One simple way to add test images under test folder is

data = ImageDataBunch.from_folder(path, ds_tfms=get_transforms(), 224, test='test', bs=64).normalize(imagenet_stats)

or with DataBlock API:

data = (ImageItemList.from_folder(path) #Where to find the data? -> in path and its subfolders
         .split_by_folder()              #How to split in train/valid? -> use the folders
         .label_from_folder()            #How to label? -> depending on the folder of the filenames
         .add_test_folder()              #Optionally add a test set (here default name is test)
         .transform(tfms, size=64)       #Data augmentation? -> use tfms with a size of 64
         .databunch())                   #Finally? -> use the defaults for conversion to ImageDataBunch

you can even check whether your DataBunch has the test data by:
data.test_ds.x[0]

then you can train your Learner (let’s call it learner) and after it has been trained, you can run your Learner on test dataset
preds, _ = learner.get_preds(ds_type=DatasetType.Test)
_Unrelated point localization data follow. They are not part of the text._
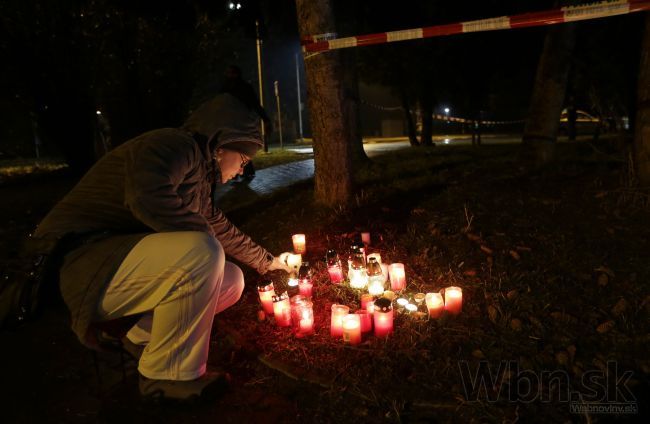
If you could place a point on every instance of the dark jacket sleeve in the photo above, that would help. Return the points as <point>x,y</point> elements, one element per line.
<point>153,174</point>
<point>239,245</point>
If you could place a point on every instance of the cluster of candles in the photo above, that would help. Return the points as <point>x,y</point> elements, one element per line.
<point>364,272</point>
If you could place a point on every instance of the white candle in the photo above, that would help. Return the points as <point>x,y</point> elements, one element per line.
<point>435,304</point>
<point>453,300</point>
<point>299,245</point>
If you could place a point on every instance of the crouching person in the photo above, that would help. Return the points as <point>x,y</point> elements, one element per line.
<point>145,246</point>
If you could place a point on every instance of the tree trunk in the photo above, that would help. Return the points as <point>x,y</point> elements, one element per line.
<point>410,125</point>
<point>351,106</point>
<point>426,111</point>
<point>543,122</point>
<point>324,72</point>
<point>642,125</point>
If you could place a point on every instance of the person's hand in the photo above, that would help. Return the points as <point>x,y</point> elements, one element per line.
<point>280,262</point>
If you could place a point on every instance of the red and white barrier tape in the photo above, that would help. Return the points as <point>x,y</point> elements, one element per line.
<point>325,42</point>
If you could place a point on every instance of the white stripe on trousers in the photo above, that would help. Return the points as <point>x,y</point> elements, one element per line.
<point>179,280</point>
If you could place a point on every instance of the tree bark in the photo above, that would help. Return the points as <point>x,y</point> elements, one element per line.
<point>543,122</point>
<point>642,126</point>
<point>325,92</point>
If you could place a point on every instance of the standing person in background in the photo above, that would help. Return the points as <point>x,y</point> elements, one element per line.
<point>142,244</point>
<point>234,85</point>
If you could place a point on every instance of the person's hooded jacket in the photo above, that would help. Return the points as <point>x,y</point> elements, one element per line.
<point>159,181</point>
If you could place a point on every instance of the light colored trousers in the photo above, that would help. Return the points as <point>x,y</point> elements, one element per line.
<point>179,281</point>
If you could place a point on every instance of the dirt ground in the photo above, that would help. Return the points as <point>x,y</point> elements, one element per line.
<point>555,277</point>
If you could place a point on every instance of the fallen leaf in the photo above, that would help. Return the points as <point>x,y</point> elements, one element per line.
<point>515,324</point>
<point>619,308</point>
<point>605,270</point>
<point>486,249</point>
<point>564,317</point>
<point>478,354</point>
<point>493,314</point>
<point>572,352</point>
<point>473,237</point>
<point>605,327</point>
<point>603,279</point>
<point>562,357</point>
<point>512,294</point>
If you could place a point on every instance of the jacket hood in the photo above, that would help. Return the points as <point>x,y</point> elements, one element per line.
<point>223,120</point>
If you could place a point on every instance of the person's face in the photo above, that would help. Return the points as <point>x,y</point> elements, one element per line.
<point>231,163</point>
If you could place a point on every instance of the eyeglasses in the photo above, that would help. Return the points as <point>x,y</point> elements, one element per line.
<point>244,161</point>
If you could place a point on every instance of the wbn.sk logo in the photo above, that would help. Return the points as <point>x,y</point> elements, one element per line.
<point>595,391</point>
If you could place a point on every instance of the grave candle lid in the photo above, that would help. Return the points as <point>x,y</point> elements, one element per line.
<point>383,305</point>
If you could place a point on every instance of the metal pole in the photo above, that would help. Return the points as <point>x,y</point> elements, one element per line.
<point>259,78</point>
<point>299,102</point>
<point>277,100</point>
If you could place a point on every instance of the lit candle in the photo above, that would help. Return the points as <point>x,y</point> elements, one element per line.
<point>383,317</point>
<point>282,310</point>
<point>358,278</point>
<point>365,298</point>
<point>402,301</point>
<point>366,320</point>
<point>336,273</point>
<point>352,329</point>
<point>305,285</point>
<point>377,257</point>
<point>453,300</point>
<point>302,316</point>
<point>336,322</point>
<point>375,277</point>
<point>389,294</point>
<point>370,306</point>
<point>397,276</point>
<point>266,293</point>
<point>299,243</point>
<point>294,261</point>
<point>304,280</point>
<point>435,304</point>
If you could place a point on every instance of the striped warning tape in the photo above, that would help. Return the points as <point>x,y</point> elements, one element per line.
<point>325,42</point>
<point>440,117</point>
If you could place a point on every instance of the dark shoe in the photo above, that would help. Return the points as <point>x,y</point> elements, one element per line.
<point>207,386</point>
<point>134,350</point>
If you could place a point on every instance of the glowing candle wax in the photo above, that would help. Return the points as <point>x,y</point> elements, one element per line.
<point>366,320</point>
<point>365,298</point>
<point>282,310</point>
<point>453,300</point>
<point>336,273</point>
<point>302,316</point>
<point>375,277</point>
<point>336,323</point>
<point>334,266</point>
<point>377,257</point>
<point>266,292</point>
<point>435,304</point>
<point>299,243</point>
<point>305,286</point>
<point>294,261</point>
<point>383,317</point>
<point>352,329</point>
<point>397,276</point>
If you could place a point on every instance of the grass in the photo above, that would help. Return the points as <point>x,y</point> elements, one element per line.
<point>551,267</point>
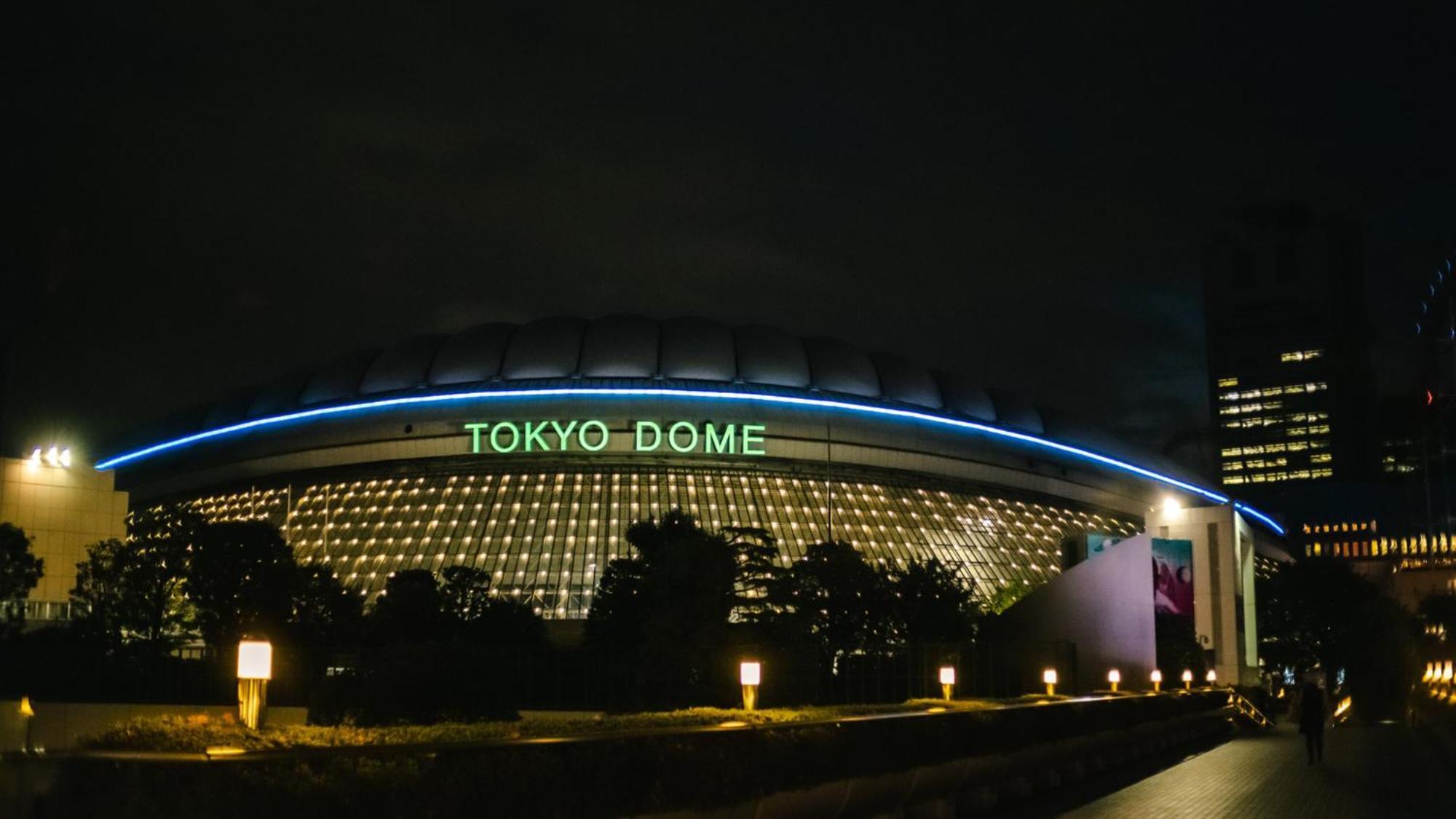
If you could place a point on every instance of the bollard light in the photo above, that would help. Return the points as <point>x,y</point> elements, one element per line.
<point>28,714</point>
<point>254,672</point>
<point>751,673</point>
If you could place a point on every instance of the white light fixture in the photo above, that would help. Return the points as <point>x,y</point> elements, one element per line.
<point>749,675</point>
<point>254,672</point>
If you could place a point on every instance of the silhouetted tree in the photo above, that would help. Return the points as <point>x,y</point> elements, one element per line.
<point>669,606</point>
<point>241,579</point>
<point>410,608</point>
<point>325,615</point>
<point>20,573</point>
<point>484,618</point>
<point>931,604</point>
<point>835,601</point>
<point>132,592</point>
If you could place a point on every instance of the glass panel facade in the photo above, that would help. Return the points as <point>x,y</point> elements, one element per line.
<point>547,535</point>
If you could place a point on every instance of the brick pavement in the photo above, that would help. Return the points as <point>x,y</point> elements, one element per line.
<point>1381,769</point>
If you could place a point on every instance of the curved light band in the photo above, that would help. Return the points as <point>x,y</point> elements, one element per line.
<point>1259,516</point>
<point>670,392</point>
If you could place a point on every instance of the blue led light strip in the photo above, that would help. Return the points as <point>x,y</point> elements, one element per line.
<point>1259,516</point>
<point>668,392</point>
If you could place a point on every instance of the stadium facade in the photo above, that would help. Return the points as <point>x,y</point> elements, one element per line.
<point>528,449</point>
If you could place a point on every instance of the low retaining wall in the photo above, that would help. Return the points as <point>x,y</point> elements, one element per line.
<point>860,765</point>
<point>59,724</point>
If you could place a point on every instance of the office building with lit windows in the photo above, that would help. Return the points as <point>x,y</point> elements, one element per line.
<point>1288,353</point>
<point>526,451</point>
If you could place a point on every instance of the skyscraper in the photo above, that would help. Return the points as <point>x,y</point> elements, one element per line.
<point>1289,353</point>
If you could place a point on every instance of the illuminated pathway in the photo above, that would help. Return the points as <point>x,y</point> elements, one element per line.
<point>1368,771</point>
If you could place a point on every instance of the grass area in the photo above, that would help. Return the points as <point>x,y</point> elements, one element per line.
<point>197,733</point>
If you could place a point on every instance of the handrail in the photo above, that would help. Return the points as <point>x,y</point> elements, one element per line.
<point>1249,711</point>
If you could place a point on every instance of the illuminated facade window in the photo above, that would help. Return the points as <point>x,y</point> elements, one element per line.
<point>548,535</point>
<point>1301,356</point>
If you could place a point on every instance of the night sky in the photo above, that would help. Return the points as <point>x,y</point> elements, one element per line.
<point>1018,191</point>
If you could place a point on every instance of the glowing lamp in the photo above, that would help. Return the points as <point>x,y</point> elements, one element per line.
<point>254,672</point>
<point>751,673</point>
<point>256,659</point>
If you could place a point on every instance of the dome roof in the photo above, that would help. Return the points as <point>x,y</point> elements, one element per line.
<point>636,349</point>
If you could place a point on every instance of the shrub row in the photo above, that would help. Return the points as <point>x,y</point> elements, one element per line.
<point>605,775</point>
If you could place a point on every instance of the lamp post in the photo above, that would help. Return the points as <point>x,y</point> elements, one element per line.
<point>254,672</point>
<point>749,675</point>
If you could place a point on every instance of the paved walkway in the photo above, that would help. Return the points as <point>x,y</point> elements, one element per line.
<point>1381,769</point>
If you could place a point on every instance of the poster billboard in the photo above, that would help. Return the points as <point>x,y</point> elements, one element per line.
<point>1173,577</point>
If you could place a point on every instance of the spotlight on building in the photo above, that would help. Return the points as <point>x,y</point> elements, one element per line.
<point>751,673</point>
<point>254,672</point>
<point>947,681</point>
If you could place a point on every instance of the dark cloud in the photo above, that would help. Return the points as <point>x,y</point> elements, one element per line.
<point>1018,193</point>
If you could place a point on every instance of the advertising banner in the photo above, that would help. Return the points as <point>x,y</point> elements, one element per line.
<point>1173,577</point>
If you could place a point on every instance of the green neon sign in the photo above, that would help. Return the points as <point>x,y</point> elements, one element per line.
<point>593,436</point>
Fackelmann · February 8, 2019, 10:49pm

Thank you!

I see that it would work, but I think I would need to train the data with that data set right?

In my case I had already trained my model and saved it.
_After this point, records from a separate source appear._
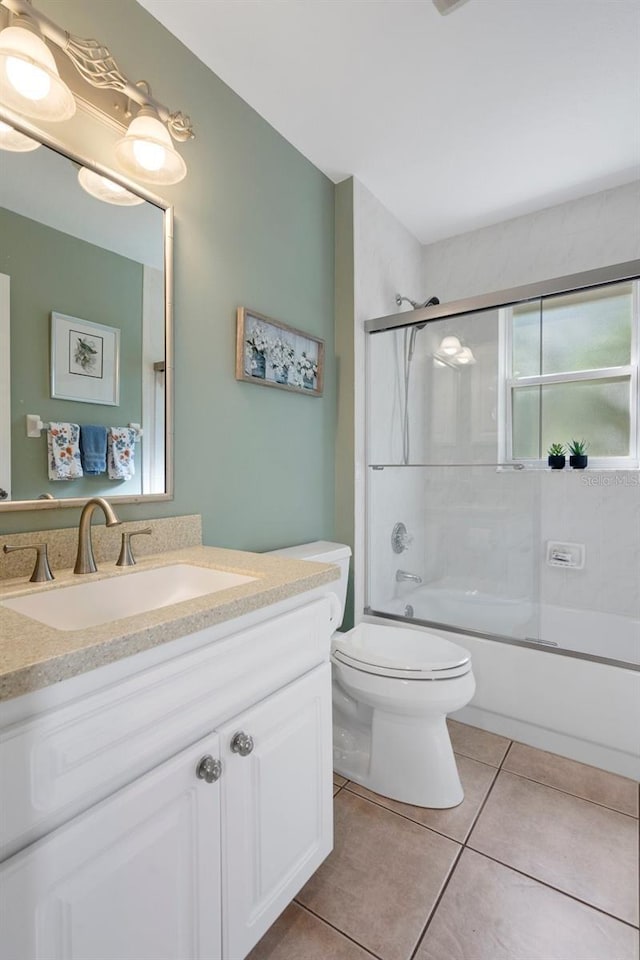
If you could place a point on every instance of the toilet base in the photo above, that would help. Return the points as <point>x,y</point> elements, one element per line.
<point>391,735</point>
<point>412,760</point>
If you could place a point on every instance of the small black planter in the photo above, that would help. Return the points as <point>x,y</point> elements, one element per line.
<point>578,461</point>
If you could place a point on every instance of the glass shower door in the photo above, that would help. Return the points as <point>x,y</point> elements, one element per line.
<point>452,531</point>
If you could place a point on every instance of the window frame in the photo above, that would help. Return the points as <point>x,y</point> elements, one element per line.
<point>509,383</point>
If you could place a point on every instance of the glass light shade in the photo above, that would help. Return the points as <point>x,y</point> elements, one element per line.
<point>15,141</point>
<point>29,79</point>
<point>102,188</point>
<point>147,152</point>
<point>450,346</point>
<point>465,356</point>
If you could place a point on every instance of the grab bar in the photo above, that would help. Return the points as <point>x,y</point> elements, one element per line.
<point>383,466</point>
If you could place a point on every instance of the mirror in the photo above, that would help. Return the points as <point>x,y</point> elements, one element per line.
<point>85,329</point>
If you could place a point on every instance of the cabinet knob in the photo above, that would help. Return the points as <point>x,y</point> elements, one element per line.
<point>209,769</point>
<point>242,743</point>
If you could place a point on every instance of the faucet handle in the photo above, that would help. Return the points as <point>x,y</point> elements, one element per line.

I tried to create a new data2 after training my model, and then loading the model with that data2, but I got an error regarding the dimensions of the data.

So I ended up loading the images and predicting them one by one. Which takes a lot of time and, since we are using GPUs, I bet it’s a huge waste of time and resource. But it worked

I’ve peeked at lesson 2 and I think that Jeremmy will cover that here.

ark_aung · February 9, 2019, 9:00am

You would not need to train with that data.

For example, you load your learner either with
learner.load (after creating a learner)
(or)
load_learner

Afterwards, you can create a DataBunch with:

data = (ImageItemList.from_folder(path) #Where to find the data? -> in path and its subfolders
         .split_by_folder()              #How to split in train/valid? -> use the folders
         .label_from_folder()            #How to label? -> depending on the folder of the filenames
         .add_test_folder()              #Optionally add a test set (here default name is test)
         .transform(tfms, size=64)       #Data augmentation? -> use tfms with a size of 64
         .databunch())

and then set your learner’s data with
learner.data = data

Then you can do learner.get_preds

Another way is to do:

test = ImageItemList.from_folder(os.path.join(path, 'test'))
learner = load_learner(path, fname='export.pkl', test=test)
preds, _ = learner.get_preds(ds_type=DatasetType.Test)

Sayak · May 7, 2019, 2:45am

Thank you very much for this